Латурза берет его за руки.
— Венси, мне не надо осматривать Тевкра, я и так знаю: он мертв! Прости, но уже ничего не поделаешь. Теперь позволь хотя бы заняться его женой и ребенком.
Тетия открывает глаза.
Боль охватывает все ее тело, и здоровой рукой девушка тянется к лекарю.
Латурза срывает с Тетии остатки окровавленной одежды. Наклоняется и раздвигает бледные, ослабшие ноги, а про себя молится — умоляет Талну, богиню деторождения, помочь. Оборачивается к Венси и, слабо улыбнувшись, говорит:
— Показалась головка ребенка. Я вижу дитя.
Глаза Тетии вот-вот вылезут из орбит. Сама она ревет раненым зверем.
Латурза помогает младенцу, бережно ухватив его пальцами за податливый череп.
Тетия не дышит, она задыхается. Воздуха недостает, но она готова употребить последние его капли на то, чтобы родить ребенка на свет. Чтобы обезопасить его.
Лекарь замечает, что лицо ее побледнело, как у почившего, а глаза подернулись молочной поволокой — как у ослепшего мужа.
Показались плечики ребенка. Вот он вышел по пояс.
Из горла Тетии вырывается нечеловеческий крик. Девушка опускает голову. Ноги разгибаются. Тетия умерла.
На мгновение все в хижине замирают. И только Латурза успевает опомниться.
— Венси! — кричит он. — Бери ее за ноги. Согни ей ноги в коленях. Быстрее!
Великан Венси делает как сказано, и Латурза подхватывает ребеночка под мышки и не спеша вытягивает.
Младенец выскальзывает из тела умершей матери, а за ним кровавой змей тянется пуповина. Все взгляды моментально устремляются на малютку. Мальчик. Он молчит и не дышит.
Венси понимает, что целителю нужно место. Выхватив нож, он перерезает пуповину и убирает тело невестки с пути Латурзы. Мертвая Тетия прижимается к Тевкру.
Латурза переворачивает ребенка личиком вниз и сует костлявый палец ему в рот, пытаясь достать язычок.
Маленький круглый животик раздувается и вроде готов уже лопнуть, как вдруг…
Из горлышка и ноздрей вырывается маленький фонтан жидкости и слизи.
Но крика по-прежнему нет. Мальчик только прерывисто дышит, посапывает, словно зверек, нюхая воздух.
Латурза улыбается.
— Ты стал дедом, Венси. Этот маленький человек родился прежде срока, но дышит неплохо.
— Дай мне его, — протягивает руки Венси. — Мою кровиночку, наследника.
Латурза бережно передает дитя на руки деду.
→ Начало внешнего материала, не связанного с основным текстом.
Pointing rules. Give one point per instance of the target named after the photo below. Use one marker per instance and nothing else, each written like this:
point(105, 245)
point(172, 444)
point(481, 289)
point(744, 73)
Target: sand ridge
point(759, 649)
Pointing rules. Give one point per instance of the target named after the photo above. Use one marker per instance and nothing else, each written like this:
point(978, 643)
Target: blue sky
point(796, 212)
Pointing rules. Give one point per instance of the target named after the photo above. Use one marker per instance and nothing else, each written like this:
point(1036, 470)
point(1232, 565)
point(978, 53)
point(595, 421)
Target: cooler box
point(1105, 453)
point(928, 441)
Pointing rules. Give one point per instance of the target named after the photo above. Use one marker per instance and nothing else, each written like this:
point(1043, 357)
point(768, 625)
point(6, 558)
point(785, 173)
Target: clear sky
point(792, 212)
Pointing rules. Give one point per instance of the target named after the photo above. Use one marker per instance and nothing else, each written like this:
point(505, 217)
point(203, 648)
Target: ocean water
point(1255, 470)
— Осторожнее. Ребенок очень слаб. Я пока найду во что его запеленать.
Венси целует внука. Ребенок совершенен, разве что под левым глазом у него родимое пятнышко в виде слезинки. Поцеловав внука еще раз, Венси сгибает сыну руку, как если бы тот обнял жену, и кладет ребенка между родителями.
— С рождением тебя, а это — твои отец и мать. Ты их никогда не увидишь, но будешь помнить о них. Я позабочусь, чтобы и твои потомки их помнили.
ЧАСТЬ ЧЕТВЕРТАЯ
Capitolo XXXIII
Площадь Сан-Марко, Венеция
26 декабря 1777 года
На закате канал Сан-Марко превращается в бесконечный поток пролитого кьянти.
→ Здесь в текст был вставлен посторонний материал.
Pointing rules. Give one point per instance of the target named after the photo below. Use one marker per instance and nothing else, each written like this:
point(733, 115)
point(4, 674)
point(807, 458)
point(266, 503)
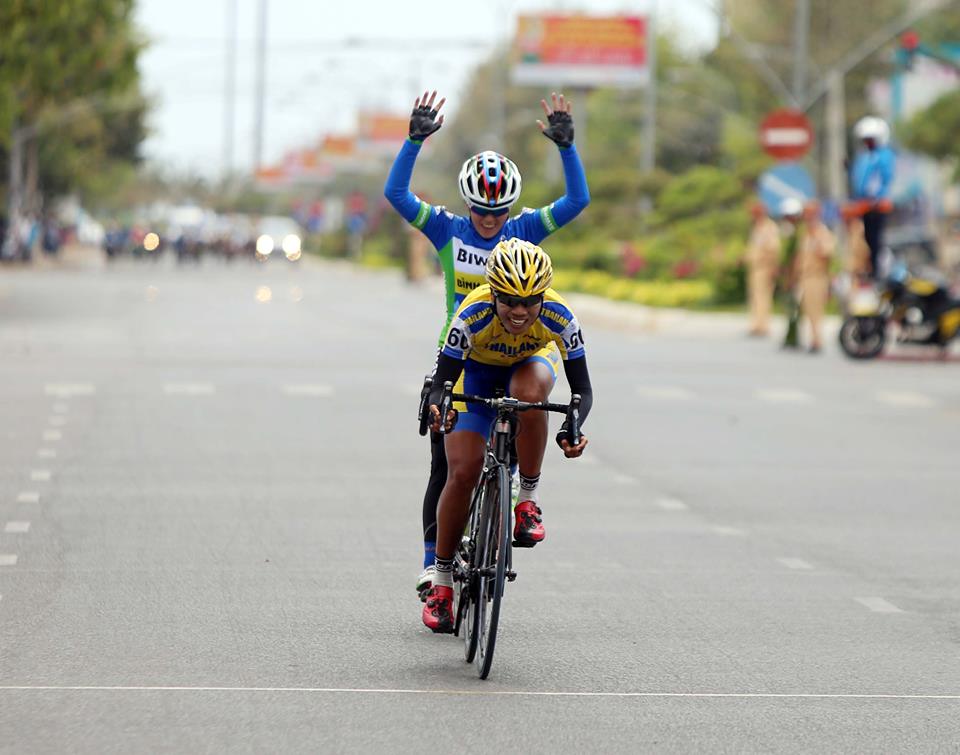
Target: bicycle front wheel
point(493, 556)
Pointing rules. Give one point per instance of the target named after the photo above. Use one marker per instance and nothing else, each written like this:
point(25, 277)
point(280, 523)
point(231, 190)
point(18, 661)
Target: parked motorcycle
point(919, 308)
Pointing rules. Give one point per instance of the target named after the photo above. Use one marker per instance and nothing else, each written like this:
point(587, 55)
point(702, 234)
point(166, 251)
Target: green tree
point(68, 78)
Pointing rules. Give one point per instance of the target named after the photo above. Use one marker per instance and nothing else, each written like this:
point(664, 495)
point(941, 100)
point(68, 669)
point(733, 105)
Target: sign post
point(786, 134)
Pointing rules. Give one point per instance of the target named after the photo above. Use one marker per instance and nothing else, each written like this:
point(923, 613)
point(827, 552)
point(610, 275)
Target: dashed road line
point(729, 531)
point(490, 692)
point(66, 390)
point(879, 605)
point(316, 390)
point(664, 392)
point(188, 389)
point(905, 399)
point(783, 396)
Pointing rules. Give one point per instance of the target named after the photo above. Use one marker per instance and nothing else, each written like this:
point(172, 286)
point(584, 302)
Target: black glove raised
point(560, 130)
point(423, 122)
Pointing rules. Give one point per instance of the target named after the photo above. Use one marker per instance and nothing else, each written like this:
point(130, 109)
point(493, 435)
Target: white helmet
point(790, 207)
point(489, 180)
point(871, 127)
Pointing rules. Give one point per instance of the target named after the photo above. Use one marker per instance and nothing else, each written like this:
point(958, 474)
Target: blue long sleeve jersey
point(872, 173)
point(463, 252)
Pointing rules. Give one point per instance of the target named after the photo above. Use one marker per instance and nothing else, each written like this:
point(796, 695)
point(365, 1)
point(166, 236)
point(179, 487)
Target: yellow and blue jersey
point(476, 331)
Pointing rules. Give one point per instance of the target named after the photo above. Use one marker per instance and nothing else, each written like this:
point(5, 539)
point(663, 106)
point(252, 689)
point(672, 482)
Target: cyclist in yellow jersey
point(497, 339)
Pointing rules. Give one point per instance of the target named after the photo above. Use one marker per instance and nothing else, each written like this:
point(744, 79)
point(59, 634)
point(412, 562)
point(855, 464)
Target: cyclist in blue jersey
point(489, 185)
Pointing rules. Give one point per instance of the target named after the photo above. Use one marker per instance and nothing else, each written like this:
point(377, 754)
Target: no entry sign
point(786, 134)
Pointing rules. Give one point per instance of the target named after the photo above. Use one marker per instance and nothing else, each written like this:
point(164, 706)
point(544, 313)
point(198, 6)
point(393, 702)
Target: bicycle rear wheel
point(467, 616)
point(493, 554)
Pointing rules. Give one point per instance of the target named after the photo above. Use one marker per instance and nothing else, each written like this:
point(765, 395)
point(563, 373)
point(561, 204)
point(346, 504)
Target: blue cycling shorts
point(480, 379)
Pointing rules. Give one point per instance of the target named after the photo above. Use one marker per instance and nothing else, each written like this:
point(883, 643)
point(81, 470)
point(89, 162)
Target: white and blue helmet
point(489, 180)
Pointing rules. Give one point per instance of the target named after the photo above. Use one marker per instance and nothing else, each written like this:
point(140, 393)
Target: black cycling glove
point(560, 129)
point(423, 123)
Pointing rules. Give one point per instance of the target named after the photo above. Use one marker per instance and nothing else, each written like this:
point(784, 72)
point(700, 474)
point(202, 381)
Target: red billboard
point(580, 50)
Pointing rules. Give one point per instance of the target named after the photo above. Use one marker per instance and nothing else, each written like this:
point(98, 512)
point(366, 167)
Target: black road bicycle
point(484, 561)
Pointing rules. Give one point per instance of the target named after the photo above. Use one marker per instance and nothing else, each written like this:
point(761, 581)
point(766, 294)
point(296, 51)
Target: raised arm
point(423, 123)
point(559, 129)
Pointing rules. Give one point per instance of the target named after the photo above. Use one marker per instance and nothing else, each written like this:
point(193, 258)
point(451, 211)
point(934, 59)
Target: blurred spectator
point(870, 178)
point(762, 258)
point(52, 236)
point(858, 252)
point(815, 248)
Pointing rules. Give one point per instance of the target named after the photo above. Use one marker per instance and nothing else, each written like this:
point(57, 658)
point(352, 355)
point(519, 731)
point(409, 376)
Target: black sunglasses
point(519, 301)
point(482, 211)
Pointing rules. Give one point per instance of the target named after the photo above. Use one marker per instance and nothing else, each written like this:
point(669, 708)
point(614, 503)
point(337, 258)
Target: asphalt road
point(210, 486)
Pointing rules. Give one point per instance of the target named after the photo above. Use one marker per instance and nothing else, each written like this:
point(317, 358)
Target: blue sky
point(315, 84)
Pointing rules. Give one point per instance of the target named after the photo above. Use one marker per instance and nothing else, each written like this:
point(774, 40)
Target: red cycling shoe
point(438, 610)
point(528, 530)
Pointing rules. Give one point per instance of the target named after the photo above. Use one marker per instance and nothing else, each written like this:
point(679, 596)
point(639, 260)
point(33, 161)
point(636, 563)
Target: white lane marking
point(66, 390)
point(317, 390)
point(491, 693)
point(905, 399)
point(783, 396)
point(729, 531)
point(188, 389)
point(664, 392)
point(878, 605)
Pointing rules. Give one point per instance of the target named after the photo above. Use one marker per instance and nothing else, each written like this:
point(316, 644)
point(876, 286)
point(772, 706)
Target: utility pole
point(229, 92)
point(801, 32)
point(648, 161)
point(260, 84)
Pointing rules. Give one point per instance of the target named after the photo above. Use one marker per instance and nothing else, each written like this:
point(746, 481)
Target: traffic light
point(909, 44)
Куртизанки, чьи лица скрыты под масками, осторожно высаживаются из лодок на берег. В прорези бархатных моретт[26] мерцают жадные взгляды; сами куртизанки молчат, ведь шпенек, благодаря которому маска и удерживается на лице, приходится зажимать зубами.
Кое-кто из них молод и прекрасен. Кое-кто стар и болен. Богатые женщины одеваются нищенками, а нищенки одалживают пышные наряды, чтобы провести ночь в кругу благородных господ.
В Венеции можно быть кем угодно. Здесь все дозволено. И нет ничего определенного. А сегодня первый день после Рождества. День святого Стефана. Начался карнавал. Самый развратный праздник всего несколько часов как наступил и уже заявляет о своих правах во весь голос, будто новорожденный.
Впереди шесть месяцев полной вседозволенности. Музыки. Искусства. Плотских утех. И кое-чего пострашнее. Кое-чего темнее, смертельнее.
Площадь Сан-Марко уже превратилась в танцевальную арену. Вышитые узорами одежды, карнавальные плащи с капюшонами и сверкающие новые костюмы кружатся в морозном зимнем воздухе; струнные оркестры играют, и люди смешиваются в толпу, флиртуют. Вивальди мертв, но музыка Рыжего Священника стала еще популярнее, чем при его жизни. В одном из кафе девушка-скрипачка играет «Бурю на море», и группа молодых людей на время останавливается послушать. Затем они идут в сторону площади Сан-Мозе, где стоит королевский игорный дом и где в эту ночь они спустят почти все свои деньги.
За весельем следит лодочник — мужчина в бледной длинноносой маске.
Он в центре праздничной круговерти, однако частью ее не становится.